What each of the six tools actually does (cutting through the 'AI-powered CLM' marketing)
All six vendors describe themselves with some variation of 'AI-powered contract lifecycle management.' That phrase is doing so much work it is meaningless. In practice the six tools split into three categories, and you cannot compare them honestly until you know which category each lives in. **Spellbook** is a redlining assistant — it sits inside Microsoft Word, reads the contract you have open, and suggests edits, alternative clauses and risk flags. It does not store your contracts, it does not run approval workflows, it does not manage e-signature. Its entire reason to exist is to make a single attorney faster at the actual editing of a single document. At $89-$189/seat/mo (https://spellbook.legal/pricing/) it is priced like a productivity tool, not a system of record.
**Ironclad**, **ContractPodAi** and **LinkSquares** are full CLM platforms — meaning they handle the entire contract lifecycle from intake through review, approval, signature, and post-signature obligation tracking. **Ironclad** is the strongest on workflow design and approvals; it is the go-to for sales contracts where procurement and legal need to collaborate inside a structured intake form (https://ironcladapp.com/pricing/). **LinkSquares** leans repository-first: its core IP is the AI extraction that pulls every term, date and party out of every PDF you upload, then makes them searchable (https://linksquares.com/pricing/). **ContractPodAi** is the most customizable of the three — its 'Pro' and 'Enterprise' tiers let you build bespoke workflows for things like clinical trial agreements or multi-party JV deals (https://contractpodai.com/pricing/).

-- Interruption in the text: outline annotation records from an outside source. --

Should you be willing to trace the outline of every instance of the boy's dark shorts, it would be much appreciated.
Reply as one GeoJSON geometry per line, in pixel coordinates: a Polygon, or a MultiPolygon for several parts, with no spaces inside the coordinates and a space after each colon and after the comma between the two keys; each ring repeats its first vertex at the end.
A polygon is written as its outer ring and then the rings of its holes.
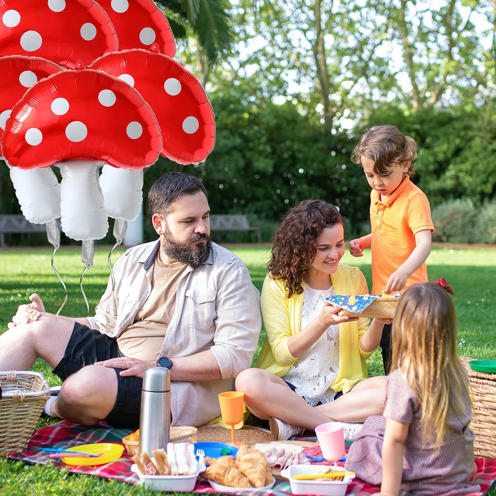
{"type": "MultiPolygon", "coordinates": [[[[123,356],[117,340],[75,322],[63,358],[53,372],[63,381],[87,365],[123,356]]],[[[113,427],[137,429],[143,379],[122,377],[119,375],[122,369],[114,370],[117,376],[117,399],[112,411],[102,420],[113,427]]]]}

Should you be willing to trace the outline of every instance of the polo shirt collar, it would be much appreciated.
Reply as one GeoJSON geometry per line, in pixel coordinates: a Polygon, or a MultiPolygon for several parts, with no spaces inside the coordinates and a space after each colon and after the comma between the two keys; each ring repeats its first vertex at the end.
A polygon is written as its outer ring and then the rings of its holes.
{"type": "MultiPolygon", "coordinates": [[[[214,245],[215,243],[212,244],[210,252],[208,254],[208,258],[203,262],[202,265],[204,264],[208,264],[210,265],[213,265],[214,263],[213,251],[215,249],[214,245]]],[[[145,270],[148,270],[153,265],[155,262],[155,257],[157,256],[157,253],[158,253],[160,248],[160,240],[159,240],[154,245],[151,246],[143,252],[143,254],[138,260],[138,262],[143,264],[143,268],[145,270]]]]}
{"type": "Polygon", "coordinates": [[[372,190],[372,199],[374,204],[380,202],[384,206],[388,206],[390,205],[399,195],[401,192],[411,183],[409,176],[405,176],[405,179],[401,182],[399,185],[387,198],[383,200],[380,199],[380,194],[376,189],[372,190]]]}

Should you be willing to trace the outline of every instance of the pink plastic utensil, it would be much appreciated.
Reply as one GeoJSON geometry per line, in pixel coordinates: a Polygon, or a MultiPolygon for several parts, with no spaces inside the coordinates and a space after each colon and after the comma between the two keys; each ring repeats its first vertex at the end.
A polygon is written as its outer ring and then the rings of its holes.
{"type": "Polygon", "coordinates": [[[318,443],[324,458],[334,465],[346,453],[344,433],[341,422],[326,422],[315,428],[318,443]]]}

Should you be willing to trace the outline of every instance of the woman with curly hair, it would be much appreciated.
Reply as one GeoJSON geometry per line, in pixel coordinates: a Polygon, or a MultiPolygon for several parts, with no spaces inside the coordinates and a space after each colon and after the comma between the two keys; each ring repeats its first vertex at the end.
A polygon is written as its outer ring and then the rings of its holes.
{"type": "Polygon", "coordinates": [[[320,200],[297,205],[274,235],[260,299],[265,340],[236,389],[276,440],[331,420],[352,438],[384,409],[386,377],[368,378],[365,361],[390,320],[339,316],[325,299],[369,293],[359,269],[339,264],[345,249],[343,219],[320,200]]]}

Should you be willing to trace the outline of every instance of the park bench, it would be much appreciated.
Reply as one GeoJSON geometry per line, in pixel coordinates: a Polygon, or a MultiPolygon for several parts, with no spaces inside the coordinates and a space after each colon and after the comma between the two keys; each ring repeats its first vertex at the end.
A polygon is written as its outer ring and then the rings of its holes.
{"type": "Polygon", "coordinates": [[[250,227],[246,215],[235,214],[210,215],[210,231],[254,231],[259,243],[262,242],[259,227],[250,227]]]}
{"type": "Polygon", "coordinates": [[[24,215],[0,214],[0,249],[3,249],[5,233],[46,233],[44,224],[33,224],[24,215]]]}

**Lexion** and **Evisort** used to be standalone CLM platforms, but in 2026 they are both features of bigger suites. **Lexion** was acquired by Docusign in mid-2023 and is now sold as part of the Docusign Intelligent Agreement Management (IAM) platform (https://www.docusign.com/products/iam). If you already pay Docusign for e-signature, adding Lexion-powered AI extraction and intake is an upsell, not a separate procurement. **Evisort** was acquired by Workday in late 2024 and is now positioned as 'Workday Contract Intelligence' (https://www.evisort.com/). The pitch is that if you already run Workday for HR and finance, contracts should live next to vendors, employees and POs — not in a separate silo. Whether that integration is worth $50K-$150K/yr depends entirely on whether your finance team actually uses Workday for procurement.

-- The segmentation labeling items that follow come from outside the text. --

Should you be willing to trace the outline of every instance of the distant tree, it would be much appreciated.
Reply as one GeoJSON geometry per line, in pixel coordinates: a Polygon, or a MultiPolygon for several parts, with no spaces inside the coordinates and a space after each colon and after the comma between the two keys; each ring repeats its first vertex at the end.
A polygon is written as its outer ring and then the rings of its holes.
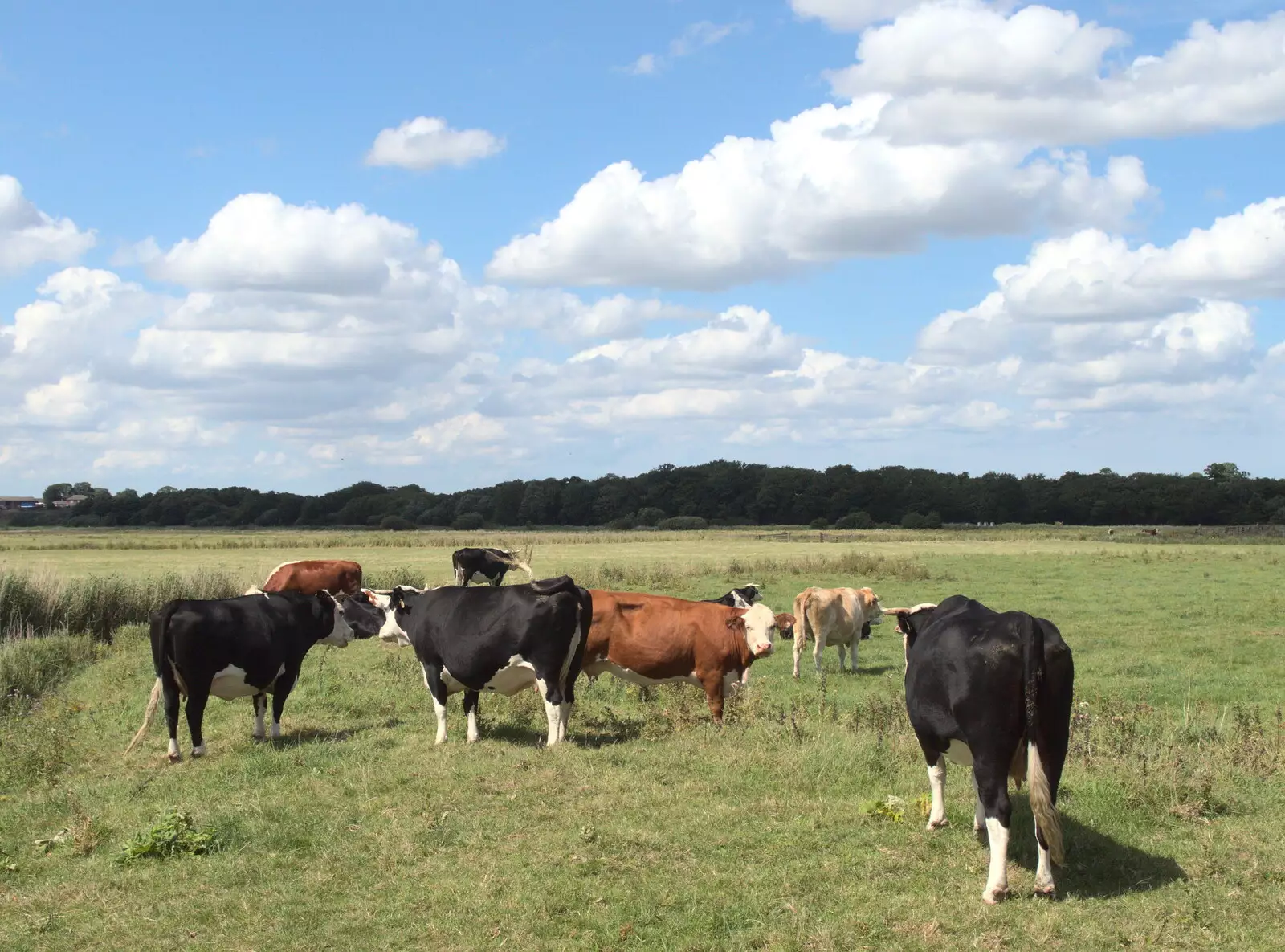
{"type": "MultiPolygon", "coordinates": [[[[53,483],[51,486],[45,487],[45,495],[44,495],[45,505],[51,506],[54,505],[54,502],[64,500],[71,495],[72,495],[71,483],[53,483]]],[[[89,496],[87,492],[85,495],[89,496]]]]}
{"type": "Polygon", "coordinates": [[[1205,466],[1205,477],[1216,483],[1230,483],[1232,479],[1248,479],[1249,473],[1235,463],[1210,463],[1205,466]]]}

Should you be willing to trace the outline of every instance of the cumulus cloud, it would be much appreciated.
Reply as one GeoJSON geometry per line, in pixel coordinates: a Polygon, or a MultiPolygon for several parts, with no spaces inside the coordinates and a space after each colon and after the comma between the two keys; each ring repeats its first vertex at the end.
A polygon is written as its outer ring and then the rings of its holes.
{"type": "Polygon", "coordinates": [[[398,166],[427,171],[439,166],[464,166],[504,152],[502,136],[484,128],[451,128],[446,119],[418,116],[380,130],[366,153],[368,166],[398,166]]]}
{"type": "Polygon", "coordinates": [[[866,30],[860,62],[829,78],[835,95],[887,100],[874,132],[893,143],[1079,145],[1285,119],[1285,12],[1199,21],[1162,55],[1109,66],[1128,44],[1072,12],[938,0],[866,30]]]}
{"type": "Polygon", "coordinates": [[[1094,175],[1079,154],[1028,159],[1022,145],[896,146],[869,135],[880,104],[822,105],[729,136],[681,172],[646,180],[617,162],[558,217],[515,238],[493,280],[712,289],[855,254],[916,251],[933,234],[1118,225],[1149,194],[1142,164],[1094,175]]]}
{"type": "Polygon", "coordinates": [[[711,23],[709,21],[691,23],[669,41],[668,57],[658,53],[644,53],[626,68],[626,72],[634,76],[654,76],[672,60],[690,57],[693,53],[722,42],[732,33],[743,32],[748,28],[747,23],[711,23]]]}
{"type": "Polygon", "coordinates": [[[71,218],[54,218],[22,194],[22,184],[0,175],[0,274],[15,274],[40,261],[69,262],[94,247],[94,233],[71,218]]]}

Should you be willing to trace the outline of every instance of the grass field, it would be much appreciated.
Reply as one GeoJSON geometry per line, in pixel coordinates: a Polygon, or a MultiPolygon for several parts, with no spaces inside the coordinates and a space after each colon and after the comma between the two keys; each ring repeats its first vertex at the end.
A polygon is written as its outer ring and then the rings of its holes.
{"type": "MultiPolygon", "coordinates": [[[[1279,545],[1099,529],[753,531],[533,537],[542,576],[709,597],[761,582],[871,585],[885,605],[965,592],[1051,618],[1076,654],[1058,902],[1029,898],[1015,797],[1013,901],[983,907],[987,852],[966,773],[928,833],[901,641],[874,630],[857,674],[754,666],[727,725],[696,689],[642,700],[581,685],[573,743],[542,750],[529,692],[484,698],[483,740],[434,748],[409,649],[316,649],[279,744],[251,705],[207,709],[209,755],[163,766],[163,728],[121,755],[152,683],[145,631],[82,653],[0,719],[0,935],[26,948],[1277,948],[1285,921],[1285,604],[1279,545]],[[834,538],[829,536],[828,538],[834,538]],[[96,658],[95,660],[90,660],[96,658]],[[876,807],[885,798],[891,806],[876,807]],[[116,857],[168,807],[208,856],[116,857]],[[901,818],[897,815],[901,813],[901,818]],[[55,838],[58,842],[51,842],[55,838]],[[37,845],[36,840],[41,840],[37,845]]],[[[520,534],[509,541],[523,541],[520,534]]],[[[0,569],[221,572],[356,558],[442,582],[460,533],[0,533],[0,569]]],[[[76,641],[75,639],[68,640],[76,641]]],[[[8,650],[8,649],[5,649],[8,650]]],[[[811,649],[810,649],[811,654],[811,649]]],[[[188,740],[181,728],[184,748],[188,740]]]]}

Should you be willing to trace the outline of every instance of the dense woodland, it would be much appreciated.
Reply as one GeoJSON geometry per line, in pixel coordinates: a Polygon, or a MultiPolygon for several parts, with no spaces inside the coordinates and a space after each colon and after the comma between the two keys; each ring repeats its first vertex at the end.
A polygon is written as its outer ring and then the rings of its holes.
{"type": "Polygon", "coordinates": [[[75,495],[73,507],[14,513],[10,524],[41,525],[369,525],[416,527],[813,525],[933,528],[943,523],[1078,525],[1232,525],[1285,523],[1285,479],[1254,479],[1230,463],[1203,473],[1119,475],[1065,473],[937,473],[930,469],[825,472],[716,460],[658,466],[636,477],[514,479],[481,489],[436,493],[419,486],[355,483],[324,496],[242,487],[111,493],[58,483],[46,505],[75,495]]]}

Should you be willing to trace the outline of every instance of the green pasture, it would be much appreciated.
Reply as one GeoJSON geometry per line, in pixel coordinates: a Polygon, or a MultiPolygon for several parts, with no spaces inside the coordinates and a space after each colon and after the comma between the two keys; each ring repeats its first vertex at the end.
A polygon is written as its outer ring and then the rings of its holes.
{"type": "MultiPolygon", "coordinates": [[[[145,631],[122,628],[93,650],[54,640],[41,663],[75,673],[0,714],[0,944],[1277,948],[1282,550],[1122,536],[0,533],[0,570],[63,586],[163,573],[248,585],[280,561],[328,555],[356,558],[369,578],[443,582],[455,545],[506,541],[533,543],[541,576],[687,597],[750,581],[777,612],[807,585],[870,585],[889,606],[965,592],[1052,619],[1077,667],[1060,898],[1029,897],[1023,790],[1014,898],[991,908],[964,770],[947,781],[953,825],[923,829],[926,773],[892,624],[862,644],[856,674],[839,673],[830,649],[819,678],[808,646],[795,682],[780,642],[721,730],[694,687],[645,699],[610,678],[581,682],[572,743],[553,750],[538,746],[544,709],[531,692],[483,698],[475,745],[452,699],[450,743],[434,748],[409,649],[316,649],[280,743],[251,740],[248,701],[211,701],[209,755],[175,767],[159,717],[121,753],[152,685],[145,631]],[[117,862],[170,807],[220,848],[117,862]]],[[[19,654],[39,667],[26,642],[0,651],[13,669],[19,654]]]]}

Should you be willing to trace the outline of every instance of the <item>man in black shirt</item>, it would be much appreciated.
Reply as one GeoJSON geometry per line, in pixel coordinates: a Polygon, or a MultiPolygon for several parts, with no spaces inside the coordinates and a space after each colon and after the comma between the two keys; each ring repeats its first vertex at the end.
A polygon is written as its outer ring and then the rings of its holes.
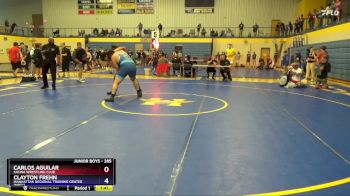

The practical upshot: do not benchmark Spellbook against Ironclad on price. They are not competing for the same job. Spellbook competes with 'a senior associate's first pass'; Ironclad competes with 'the legal ops platform that owns every contract your company signs.' Same with Lexion vs Evisort vs LinkSquares — those three look similar on a feature checklist but they win in different ecosystems (Docusign, Workday, and standalone respectively). The single biggest mistake I see in-house teams make is shortlisting all six against each other on a spreadsheet of 80 features. Pick your category first, then compare two or three tools inside it.